Edit: I love imagining random historical figures this way though like just some random loser who got lucky and not like a SAGE or whatever... or kind of weird and rambling like me and maybe he had some random speech impediment
Edit: forgot what wiki article I was reading but Issac Newton believed in chemtrails or something
Edit: I'm serious just he had a different theory like if you rearrange the Bible 57 times it spells "Barney the singing cat" or something I assume like BIBLE SECRETS or whatever
Some of the old philosophers are really great characters. One of my favourites is Fichte (first names Johann Gottlieb, (Gottlieb! (it translates to Love of God and sounds awesome in German))) who always boasted to his pupils that the only man who ever really understood his writings was Kant, and even he got it wrong most of the time. Like he was famous for writing deliberately obscure texts apparently trying to mimick Kant's style (he was Kant's pupil) and then boasted about how nobody understood them.

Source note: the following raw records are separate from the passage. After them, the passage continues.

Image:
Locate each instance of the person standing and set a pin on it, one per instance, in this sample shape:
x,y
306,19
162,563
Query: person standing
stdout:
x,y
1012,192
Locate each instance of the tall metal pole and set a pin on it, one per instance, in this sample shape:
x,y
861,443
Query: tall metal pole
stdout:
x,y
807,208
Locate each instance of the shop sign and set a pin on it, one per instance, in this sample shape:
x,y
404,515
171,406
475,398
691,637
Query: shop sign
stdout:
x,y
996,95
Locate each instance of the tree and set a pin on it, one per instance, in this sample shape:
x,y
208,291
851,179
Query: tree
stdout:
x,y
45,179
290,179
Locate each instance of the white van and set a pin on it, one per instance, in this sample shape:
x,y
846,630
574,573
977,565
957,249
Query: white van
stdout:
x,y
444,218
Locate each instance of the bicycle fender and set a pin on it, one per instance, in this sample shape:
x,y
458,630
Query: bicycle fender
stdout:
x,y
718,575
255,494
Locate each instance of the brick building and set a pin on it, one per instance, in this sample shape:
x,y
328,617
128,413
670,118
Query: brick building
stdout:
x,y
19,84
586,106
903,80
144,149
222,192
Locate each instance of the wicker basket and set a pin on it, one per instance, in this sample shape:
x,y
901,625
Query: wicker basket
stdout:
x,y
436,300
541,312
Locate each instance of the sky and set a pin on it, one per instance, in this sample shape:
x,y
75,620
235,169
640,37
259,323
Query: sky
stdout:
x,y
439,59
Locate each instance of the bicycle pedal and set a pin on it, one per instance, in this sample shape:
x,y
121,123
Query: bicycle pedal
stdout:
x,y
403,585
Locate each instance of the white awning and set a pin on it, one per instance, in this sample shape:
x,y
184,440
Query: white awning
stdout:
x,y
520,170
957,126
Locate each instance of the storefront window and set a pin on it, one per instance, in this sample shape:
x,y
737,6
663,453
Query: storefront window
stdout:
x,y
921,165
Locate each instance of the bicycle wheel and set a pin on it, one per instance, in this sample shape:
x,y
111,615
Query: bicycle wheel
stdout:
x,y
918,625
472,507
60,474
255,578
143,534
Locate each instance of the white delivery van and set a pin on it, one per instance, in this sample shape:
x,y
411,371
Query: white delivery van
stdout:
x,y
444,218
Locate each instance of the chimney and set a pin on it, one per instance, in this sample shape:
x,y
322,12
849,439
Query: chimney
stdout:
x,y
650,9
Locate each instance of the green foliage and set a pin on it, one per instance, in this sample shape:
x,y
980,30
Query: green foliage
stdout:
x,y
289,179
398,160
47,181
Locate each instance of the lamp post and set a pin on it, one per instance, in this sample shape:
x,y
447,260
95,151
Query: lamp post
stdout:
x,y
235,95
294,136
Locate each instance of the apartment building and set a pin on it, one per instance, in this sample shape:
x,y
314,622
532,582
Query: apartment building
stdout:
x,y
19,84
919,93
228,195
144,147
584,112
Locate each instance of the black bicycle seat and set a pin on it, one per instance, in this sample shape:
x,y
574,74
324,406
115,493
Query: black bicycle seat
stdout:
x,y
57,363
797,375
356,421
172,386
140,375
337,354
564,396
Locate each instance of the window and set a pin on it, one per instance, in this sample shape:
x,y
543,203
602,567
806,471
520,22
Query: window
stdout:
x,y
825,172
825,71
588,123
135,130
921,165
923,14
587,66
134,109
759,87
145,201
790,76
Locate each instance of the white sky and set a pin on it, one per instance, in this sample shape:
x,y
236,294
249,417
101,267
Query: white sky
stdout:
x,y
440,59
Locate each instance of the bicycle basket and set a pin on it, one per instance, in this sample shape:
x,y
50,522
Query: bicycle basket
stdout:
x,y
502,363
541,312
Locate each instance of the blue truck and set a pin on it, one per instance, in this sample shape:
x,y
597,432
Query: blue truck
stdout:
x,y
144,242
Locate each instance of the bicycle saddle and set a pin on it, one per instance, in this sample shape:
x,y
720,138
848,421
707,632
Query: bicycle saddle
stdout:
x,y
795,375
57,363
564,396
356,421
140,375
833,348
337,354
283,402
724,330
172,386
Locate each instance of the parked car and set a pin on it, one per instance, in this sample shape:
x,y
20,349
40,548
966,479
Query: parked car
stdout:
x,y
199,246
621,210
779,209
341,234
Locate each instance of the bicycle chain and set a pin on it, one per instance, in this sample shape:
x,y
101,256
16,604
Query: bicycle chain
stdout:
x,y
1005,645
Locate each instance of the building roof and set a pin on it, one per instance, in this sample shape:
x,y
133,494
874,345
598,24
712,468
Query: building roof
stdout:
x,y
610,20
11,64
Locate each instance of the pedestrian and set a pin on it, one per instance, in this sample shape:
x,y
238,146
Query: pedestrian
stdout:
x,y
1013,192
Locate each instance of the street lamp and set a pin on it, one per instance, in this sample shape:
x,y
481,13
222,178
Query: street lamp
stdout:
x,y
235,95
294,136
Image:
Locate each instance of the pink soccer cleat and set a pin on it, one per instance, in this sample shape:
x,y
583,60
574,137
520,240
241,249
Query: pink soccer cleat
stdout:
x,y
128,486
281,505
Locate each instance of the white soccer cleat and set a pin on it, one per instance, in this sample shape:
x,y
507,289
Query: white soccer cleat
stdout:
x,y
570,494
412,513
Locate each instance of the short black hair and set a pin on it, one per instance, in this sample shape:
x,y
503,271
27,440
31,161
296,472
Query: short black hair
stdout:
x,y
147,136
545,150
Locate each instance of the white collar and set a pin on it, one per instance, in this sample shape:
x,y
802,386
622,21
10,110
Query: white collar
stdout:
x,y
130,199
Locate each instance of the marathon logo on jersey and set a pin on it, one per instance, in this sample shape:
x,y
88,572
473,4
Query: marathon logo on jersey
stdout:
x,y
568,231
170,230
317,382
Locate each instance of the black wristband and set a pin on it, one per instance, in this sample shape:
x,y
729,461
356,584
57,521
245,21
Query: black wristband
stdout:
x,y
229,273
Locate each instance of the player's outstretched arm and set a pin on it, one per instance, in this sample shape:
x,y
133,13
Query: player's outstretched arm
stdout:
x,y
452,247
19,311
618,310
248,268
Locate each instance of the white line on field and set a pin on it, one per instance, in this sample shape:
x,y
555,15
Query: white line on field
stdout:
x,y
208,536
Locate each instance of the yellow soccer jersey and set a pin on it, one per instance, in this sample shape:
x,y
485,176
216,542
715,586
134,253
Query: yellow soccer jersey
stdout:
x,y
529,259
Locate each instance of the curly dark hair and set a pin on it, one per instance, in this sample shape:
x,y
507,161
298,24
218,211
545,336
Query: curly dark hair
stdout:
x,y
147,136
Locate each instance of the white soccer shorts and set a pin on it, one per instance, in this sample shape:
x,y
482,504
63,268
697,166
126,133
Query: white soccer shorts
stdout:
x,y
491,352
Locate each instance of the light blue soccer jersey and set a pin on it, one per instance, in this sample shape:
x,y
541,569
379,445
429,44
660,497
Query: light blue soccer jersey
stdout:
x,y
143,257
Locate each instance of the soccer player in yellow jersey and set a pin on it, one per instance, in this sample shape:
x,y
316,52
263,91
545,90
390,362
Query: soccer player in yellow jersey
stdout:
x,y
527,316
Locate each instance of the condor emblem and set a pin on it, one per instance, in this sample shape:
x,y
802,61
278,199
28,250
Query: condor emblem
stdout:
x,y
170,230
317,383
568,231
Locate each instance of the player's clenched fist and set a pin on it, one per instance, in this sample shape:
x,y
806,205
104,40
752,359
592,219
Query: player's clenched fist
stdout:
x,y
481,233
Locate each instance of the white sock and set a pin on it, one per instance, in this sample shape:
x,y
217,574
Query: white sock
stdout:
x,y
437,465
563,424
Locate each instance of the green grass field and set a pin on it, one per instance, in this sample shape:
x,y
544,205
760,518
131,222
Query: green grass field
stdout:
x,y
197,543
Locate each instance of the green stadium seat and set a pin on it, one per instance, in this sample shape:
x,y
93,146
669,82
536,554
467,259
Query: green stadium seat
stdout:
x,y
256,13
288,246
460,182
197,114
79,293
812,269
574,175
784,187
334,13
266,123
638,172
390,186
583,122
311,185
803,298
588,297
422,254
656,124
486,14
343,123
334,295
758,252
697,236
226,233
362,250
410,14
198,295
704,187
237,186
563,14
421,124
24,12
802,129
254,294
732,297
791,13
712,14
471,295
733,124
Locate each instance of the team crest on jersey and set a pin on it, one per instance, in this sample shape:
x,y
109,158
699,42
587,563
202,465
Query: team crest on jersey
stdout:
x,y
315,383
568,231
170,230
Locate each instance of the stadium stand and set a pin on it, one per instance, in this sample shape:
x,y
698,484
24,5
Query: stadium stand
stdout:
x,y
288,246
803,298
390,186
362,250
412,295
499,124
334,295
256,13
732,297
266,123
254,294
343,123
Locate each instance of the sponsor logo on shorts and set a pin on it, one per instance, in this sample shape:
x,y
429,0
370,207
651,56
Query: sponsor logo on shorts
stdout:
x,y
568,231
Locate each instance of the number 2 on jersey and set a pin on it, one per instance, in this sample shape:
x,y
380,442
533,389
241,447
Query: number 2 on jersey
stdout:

Or there was this thing in the early 20th century called the Wien circle, a bunch of positivists who basically thought that everything that isn't empirical science is bullshit and science can solve all problems and all this metaphysics and aesthetics and whatnot is complete bullshit. Wittgenstein was their eternal champion for his "most philosophical problems are only problems of language" stuff and I have always imagined (this is actually something me and Ramci made up once) these douchebag Wien circle guys holding their meetings and inviting Wittgenstein who is kinda embarrassed all the time and trying say "Ummmm, guys, that's not what I said at all" and they just insist that he shut up and have some more wine, the greatest thinker of our time, our hero!
Ahahhaha, I was right, I just hit Vienna circle in wikipedia and found this:
" - - Ludwig Wittgenstein, whose Tractatus Logico-Philosophicus formed the basis for the group's philosophy[1] (although Wittgenstein himself insisted that logical positivism was a gross misreading of his thinking, and took to reading poetry during meetings of the Vienna Circle)."